И вот теперь Рэб сидел передо мной, сгорбившись над своим письменным столом, а я с грустью думал: сколько же времени в списке своих родственников он стоит самым первым?
— Почему вы больше не читаете проповедей? — спросил я.
— Мне невыносима мысль о том, что я могу вдруг запнуться, — со вздохом произнес он. — Или на самом важном месте потерять нить рассказа…
— Ну вам не нужно этого стесняться.
— Речь не обо мне, — сказал Рэб. — Речь о моих слушателях. Они увидят меня растерянным… и это наведет их на мысль, что я умираю. А я не хочу их пугать.
Я мог бы и догадаться, что он имел в виду не себя, а нас.
Ребенком я искренне верил, что существует некая Книга Жизни, что в небесной библиотеке лежит этакая огромная пыльная штуковина, и раз в году, в День Искупления, Бог пролистывает ее страницы и гусиным перышком выводит: галочка, галочка, прочерк, галочка… И тебе назначается жить или умереть. Я вечно боялся, что недостаточно горячо молюсь, и, зажмурив глаза, умолял Бога поставить мне галочку.

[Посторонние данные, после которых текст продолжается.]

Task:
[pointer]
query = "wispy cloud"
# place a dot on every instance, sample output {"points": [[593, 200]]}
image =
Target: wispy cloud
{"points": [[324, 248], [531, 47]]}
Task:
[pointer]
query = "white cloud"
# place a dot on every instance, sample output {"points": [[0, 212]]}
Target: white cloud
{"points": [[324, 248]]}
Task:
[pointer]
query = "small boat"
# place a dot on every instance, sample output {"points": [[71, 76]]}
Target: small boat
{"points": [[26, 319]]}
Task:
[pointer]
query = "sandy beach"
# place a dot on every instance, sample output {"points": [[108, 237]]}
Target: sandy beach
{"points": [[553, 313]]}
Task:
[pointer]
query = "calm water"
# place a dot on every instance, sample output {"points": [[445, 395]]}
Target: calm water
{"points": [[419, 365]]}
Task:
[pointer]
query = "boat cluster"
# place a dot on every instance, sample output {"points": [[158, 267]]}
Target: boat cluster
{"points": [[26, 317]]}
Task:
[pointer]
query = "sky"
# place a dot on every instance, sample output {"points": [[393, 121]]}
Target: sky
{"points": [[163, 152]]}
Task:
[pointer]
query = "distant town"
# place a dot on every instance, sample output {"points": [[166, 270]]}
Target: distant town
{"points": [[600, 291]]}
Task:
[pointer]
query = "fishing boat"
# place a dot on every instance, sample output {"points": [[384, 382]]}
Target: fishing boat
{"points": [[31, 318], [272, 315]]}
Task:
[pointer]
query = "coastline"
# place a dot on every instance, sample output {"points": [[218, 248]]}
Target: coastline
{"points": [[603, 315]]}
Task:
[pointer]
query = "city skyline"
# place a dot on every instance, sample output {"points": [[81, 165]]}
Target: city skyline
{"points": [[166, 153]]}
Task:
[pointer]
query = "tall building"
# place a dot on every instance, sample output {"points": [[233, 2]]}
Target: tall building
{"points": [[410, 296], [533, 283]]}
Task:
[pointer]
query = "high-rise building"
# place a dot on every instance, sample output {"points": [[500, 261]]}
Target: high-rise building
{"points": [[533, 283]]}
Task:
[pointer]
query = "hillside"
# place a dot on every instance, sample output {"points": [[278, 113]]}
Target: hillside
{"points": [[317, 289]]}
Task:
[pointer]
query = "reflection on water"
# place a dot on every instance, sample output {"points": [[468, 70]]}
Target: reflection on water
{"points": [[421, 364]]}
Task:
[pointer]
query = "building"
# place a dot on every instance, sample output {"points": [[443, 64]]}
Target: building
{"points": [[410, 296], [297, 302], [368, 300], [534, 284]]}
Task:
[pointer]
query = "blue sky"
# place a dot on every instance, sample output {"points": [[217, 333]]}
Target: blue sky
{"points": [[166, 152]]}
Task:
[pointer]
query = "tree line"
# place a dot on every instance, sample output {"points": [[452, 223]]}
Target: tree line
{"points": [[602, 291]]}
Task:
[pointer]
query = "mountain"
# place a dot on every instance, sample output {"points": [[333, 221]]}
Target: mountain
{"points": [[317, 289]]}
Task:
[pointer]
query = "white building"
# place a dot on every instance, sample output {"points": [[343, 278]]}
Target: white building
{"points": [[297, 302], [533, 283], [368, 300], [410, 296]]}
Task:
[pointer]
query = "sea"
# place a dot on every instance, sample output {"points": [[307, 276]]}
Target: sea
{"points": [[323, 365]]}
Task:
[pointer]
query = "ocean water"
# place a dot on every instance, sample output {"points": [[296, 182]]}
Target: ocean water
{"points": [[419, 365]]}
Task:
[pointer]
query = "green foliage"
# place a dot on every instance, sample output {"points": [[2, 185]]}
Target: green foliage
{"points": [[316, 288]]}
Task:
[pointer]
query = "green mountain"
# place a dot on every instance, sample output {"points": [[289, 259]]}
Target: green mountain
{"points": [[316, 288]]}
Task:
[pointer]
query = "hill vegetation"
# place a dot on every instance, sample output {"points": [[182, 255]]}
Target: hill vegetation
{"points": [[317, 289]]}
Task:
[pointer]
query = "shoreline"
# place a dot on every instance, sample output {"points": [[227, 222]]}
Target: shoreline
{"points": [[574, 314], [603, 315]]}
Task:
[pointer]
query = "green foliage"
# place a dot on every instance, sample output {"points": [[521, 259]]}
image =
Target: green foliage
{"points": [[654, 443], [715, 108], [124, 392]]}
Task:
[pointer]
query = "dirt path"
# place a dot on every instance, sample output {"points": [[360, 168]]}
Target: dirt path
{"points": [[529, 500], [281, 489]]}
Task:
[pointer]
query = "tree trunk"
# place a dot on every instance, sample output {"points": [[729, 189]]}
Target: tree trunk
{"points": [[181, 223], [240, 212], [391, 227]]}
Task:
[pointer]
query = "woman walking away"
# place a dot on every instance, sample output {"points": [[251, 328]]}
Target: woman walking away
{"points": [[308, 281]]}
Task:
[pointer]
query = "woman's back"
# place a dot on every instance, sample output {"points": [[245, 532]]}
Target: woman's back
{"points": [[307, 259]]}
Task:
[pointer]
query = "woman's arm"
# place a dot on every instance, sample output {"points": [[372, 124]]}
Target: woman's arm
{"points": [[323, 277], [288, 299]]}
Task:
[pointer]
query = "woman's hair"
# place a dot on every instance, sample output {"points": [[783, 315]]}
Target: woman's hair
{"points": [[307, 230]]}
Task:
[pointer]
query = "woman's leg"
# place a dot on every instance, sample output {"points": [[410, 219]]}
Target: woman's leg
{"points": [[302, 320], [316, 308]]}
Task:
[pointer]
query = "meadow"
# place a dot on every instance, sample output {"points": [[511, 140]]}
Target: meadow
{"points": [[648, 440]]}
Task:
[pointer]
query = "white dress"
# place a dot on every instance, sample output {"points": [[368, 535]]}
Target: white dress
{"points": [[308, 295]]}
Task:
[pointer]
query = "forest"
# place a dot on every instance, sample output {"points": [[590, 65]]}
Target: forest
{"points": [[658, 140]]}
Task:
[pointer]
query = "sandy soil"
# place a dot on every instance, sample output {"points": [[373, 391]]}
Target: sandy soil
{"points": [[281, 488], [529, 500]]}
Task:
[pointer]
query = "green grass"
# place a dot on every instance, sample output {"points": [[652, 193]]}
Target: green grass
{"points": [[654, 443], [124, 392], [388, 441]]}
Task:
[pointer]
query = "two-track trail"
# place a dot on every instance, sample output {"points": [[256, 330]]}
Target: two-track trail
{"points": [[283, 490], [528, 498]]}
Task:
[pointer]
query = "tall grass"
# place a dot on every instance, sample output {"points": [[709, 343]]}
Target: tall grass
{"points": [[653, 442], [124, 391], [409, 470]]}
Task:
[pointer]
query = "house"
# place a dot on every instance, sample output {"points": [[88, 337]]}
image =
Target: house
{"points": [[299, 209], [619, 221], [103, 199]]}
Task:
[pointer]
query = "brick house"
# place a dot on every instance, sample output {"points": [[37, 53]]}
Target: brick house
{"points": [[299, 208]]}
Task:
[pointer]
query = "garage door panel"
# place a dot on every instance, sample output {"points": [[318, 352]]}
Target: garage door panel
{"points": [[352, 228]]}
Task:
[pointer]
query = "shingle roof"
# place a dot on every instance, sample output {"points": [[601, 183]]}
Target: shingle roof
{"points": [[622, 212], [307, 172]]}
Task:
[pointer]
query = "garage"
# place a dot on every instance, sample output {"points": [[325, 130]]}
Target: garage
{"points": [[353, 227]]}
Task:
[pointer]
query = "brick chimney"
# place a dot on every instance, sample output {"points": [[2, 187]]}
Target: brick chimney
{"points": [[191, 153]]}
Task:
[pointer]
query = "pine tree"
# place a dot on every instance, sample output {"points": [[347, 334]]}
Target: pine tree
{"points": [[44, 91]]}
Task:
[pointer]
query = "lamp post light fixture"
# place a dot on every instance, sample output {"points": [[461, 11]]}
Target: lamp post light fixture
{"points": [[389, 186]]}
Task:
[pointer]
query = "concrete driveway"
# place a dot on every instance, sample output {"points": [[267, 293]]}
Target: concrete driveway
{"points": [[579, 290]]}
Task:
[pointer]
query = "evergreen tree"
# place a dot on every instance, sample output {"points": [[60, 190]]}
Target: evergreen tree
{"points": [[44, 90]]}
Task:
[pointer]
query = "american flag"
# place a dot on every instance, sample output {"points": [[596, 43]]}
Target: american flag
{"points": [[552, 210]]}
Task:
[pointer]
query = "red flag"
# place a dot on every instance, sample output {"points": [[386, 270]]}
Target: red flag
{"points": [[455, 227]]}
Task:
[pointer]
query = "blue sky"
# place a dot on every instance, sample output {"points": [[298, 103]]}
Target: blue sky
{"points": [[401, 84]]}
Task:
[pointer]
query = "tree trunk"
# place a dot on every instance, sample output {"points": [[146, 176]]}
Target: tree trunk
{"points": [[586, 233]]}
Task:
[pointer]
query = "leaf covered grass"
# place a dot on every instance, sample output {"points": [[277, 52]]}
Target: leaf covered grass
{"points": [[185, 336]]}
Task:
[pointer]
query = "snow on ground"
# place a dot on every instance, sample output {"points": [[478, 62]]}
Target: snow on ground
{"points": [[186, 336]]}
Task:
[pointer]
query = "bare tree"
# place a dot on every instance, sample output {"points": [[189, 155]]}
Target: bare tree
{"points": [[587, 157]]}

— Что людей больше всего страшит в смерти? — спросил я Рэба.
— Что страшит? — Рэб на минуту задумался. — Во-первых, неизвестность. Куда мы отправляемся? Попадем ли мы в такое место, которое себе воображали?
— Одного этого уже достаточно.
— Да, но это еще не все. — Он наклонился ко мне и прошептал: — Люди боятся, что их забудут.
Неподалеку от моего дома есть кладбище с надгробными камнями, установленными еще в девятнадцатом веке. Я ни разу не видел, чтобы на этом кладбище кто-нибудь положил на могилу хоть один цветок. Если кто-то туда и приходит, то лишь затем, чтобы бесцельно побродить, почитать надписи на надгробных камнях и воскликнуть: «Ничего себе! Посмотри, какая старая могила!»
Это кладбище пришло мне на ум после того, как Рэб прочитал мне чудесное, хотя и щемящее, стихотворение Томаса Харди. В нем некий человек бродит между могил и разговаривает с погребенными в них мертвецами. И те, кто похоронен недавно, горюют о тех, кто давно уже забыт.
О них почти не вспоминают.
Они как будто и не жили.
Так заново в могиле умирают
Все те, о ком давным-давно забыли.
Заново умирают. В полной безвестности умирают забытые в домах престарелых старики и замерзшие в подворотнях бездомные. Кто скорбит об их уходе? Кто чтит прожитую ими жизнь?
— Однажды в поездке по России, — вспомнил Рэб, — мы набрели на старую ортодоксальную синагогу. А посреди нее стоял одинокий человек и читал кадиш по усопшим. Мы вежливо спросили его, по ком он читает молитву. «Я читаю ее по себе», — ответил он.